Obstáculo inesperado

O morcego-de-Bechstein (Myotis bechsteinii), encontrado na Europa central, mostrou-se incapaz de transpor estradas voando (foto: Parc naturel régional des Vosges du Nord).

A construção de rodovias que cruzam áreas de conservação pode gerar um forte impacto na fauna local, seja pelo aumento do número de atropelamentos ou pela fragmentação das populações. No caso específico de morcegos, porém, as estradas podem se converter em um verdadeiro obstáculo. Um estudo realizado na Alemanha mostra que algumas espécies são incapazes de atravessar voando estradas muito movimentadas.

A pesquisa – a primeira a avaliar o impacto ecológico das estradas sobre os morcegos – foi realizada pelos ecólogos Gerald Kerth, da Universidade de Lausanne, na Suíça, e Markus Melber, da Universidade de Würzburg, na Alemanha. Os resultados, publicados na revista Biological Conservation, mostraram que os animais não voam por cima das estradas e raramente atravessam as passagens subterrâneas, construídas para não isolar as populações de animais.

O estudo foi realizado na floresta de Gutenberg, na região da Baviera, cortada por uma rodovia que recebe aproximadamente 85 mil veículos por dia. Entre os anos de 2004 e 2007, Kerth e Melber instalaram redes de captura em vários pontos da floresta e nas passagens, para avaliar se haveria menos morcegos ali do que em outras áreas da região.

Foram capturados nas redes 214 morcegos de sete espécies. Todas foram encontradas nas passagens subterrâneas, mas apenas duas espécies – o morcego-negro (Barbastella barbastellus) e o morcego-de-franja (Myotis nattereri) – foram encontradas com a mesma frequência nos túneis e em outras áreas da floresta.

Animais rastreados
Os pesquisadores analisaram ainda com o uso de rádio os movimentos de fêmeas de morcego-negro e morcego-de-Bechstein (Myotis bechsteinii), duas das espécies mais ameaçadas da Europa. Das seis fêmeas de morcego-negro rastreadas, cinco voavam rotineiramente por cima da estrada ou pelas passagens à procura de alimento ou abrigo.

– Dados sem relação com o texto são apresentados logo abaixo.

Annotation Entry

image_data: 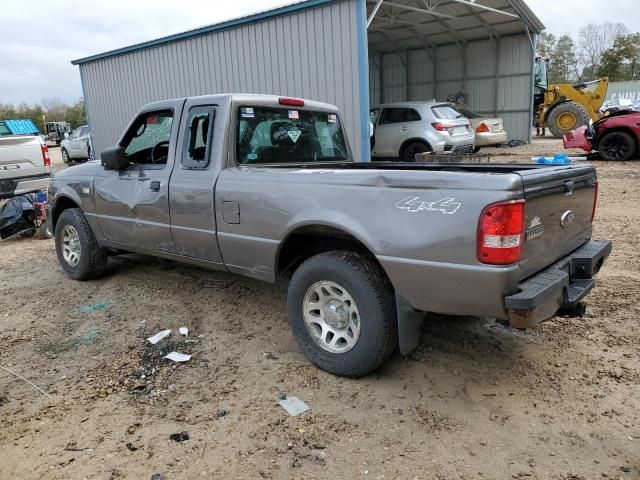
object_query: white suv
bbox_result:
[371,101,475,162]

Já entre os morcegos-de-Bechstein, das 34 fêmeas estudadas, apenas três atravessaram a estrada, e sempre pelo túnel. “O efeito da rodovia sobre esses animais foi realmente estranho”, afirma Kerth. “Ela atua como uma espécie de parede invisível, que limita o acesso desses animais”.

De acordo com os pesquisadores, a diferença constatada no estudo pode ter relação com o comportamento dos animais na natureza e com as adaptações morfológicas das asas dos animais. Morcegos-de-Bechstein procuram seu alimento em meio à vegetação e possuem asas relativamente largas e arredondadas, que facilitam o desvio de árvores muito próximas da floresta.

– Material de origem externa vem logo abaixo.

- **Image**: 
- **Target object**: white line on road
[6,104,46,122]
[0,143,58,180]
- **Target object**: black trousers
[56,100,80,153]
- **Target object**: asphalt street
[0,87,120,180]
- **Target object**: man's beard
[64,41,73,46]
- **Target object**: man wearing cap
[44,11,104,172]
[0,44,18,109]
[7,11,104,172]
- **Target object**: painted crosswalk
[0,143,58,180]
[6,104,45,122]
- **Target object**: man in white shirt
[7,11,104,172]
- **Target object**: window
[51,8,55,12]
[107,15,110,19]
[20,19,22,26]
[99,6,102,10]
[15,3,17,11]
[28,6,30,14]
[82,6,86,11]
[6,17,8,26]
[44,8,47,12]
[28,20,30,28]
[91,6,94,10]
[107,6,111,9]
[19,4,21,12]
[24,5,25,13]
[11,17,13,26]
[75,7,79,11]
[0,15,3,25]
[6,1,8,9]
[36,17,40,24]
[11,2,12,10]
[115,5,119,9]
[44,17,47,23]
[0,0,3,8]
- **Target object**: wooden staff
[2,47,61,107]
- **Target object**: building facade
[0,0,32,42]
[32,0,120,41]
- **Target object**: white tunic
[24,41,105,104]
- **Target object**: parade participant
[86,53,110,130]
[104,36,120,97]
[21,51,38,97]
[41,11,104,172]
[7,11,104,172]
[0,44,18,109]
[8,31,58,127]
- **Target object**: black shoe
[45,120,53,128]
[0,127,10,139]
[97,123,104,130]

Por outro lado, morcegos-negros costumam procurar seu alimento em áreas abertas e possuem asas mais pontudas e finas, que os ajudam a ter mais velocidade. Isso pode permitir que eles atravessem mais rapidamente que a outra espécie as regiões cortadas por estradas, nas quais há mais luz e barulho que na floresta.

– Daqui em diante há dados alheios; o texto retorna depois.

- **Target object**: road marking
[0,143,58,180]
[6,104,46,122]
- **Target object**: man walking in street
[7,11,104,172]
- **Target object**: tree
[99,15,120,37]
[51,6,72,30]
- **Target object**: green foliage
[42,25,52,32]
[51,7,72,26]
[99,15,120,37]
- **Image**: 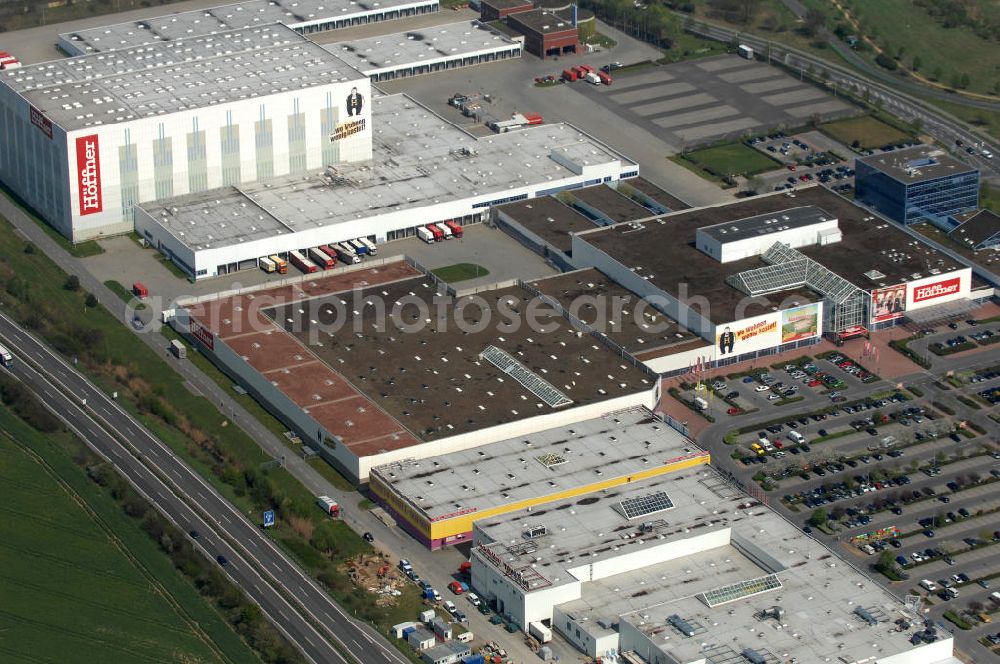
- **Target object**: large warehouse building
[369,408,710,549]
[471,461,958,664]
[171,257,660,481]
[323,21,523,83]
[59,0,440,56]
[556,186,992,374]
[0,24,372,242]
[135,92,638,279]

“Ainda não temos evidência de que a estrada estaria prejudicando diretamente a população de morcegos-de-Bechstein, mas seria interessante a construção de túneis específicos para os morcegos”, afirma Kerth. “Muitos morcegos dependem da floresta para se alimentar e se abrigar, e fragmentação do hábitat é provavelmente uma causa importante para o declínio mundial das populações desses animais.”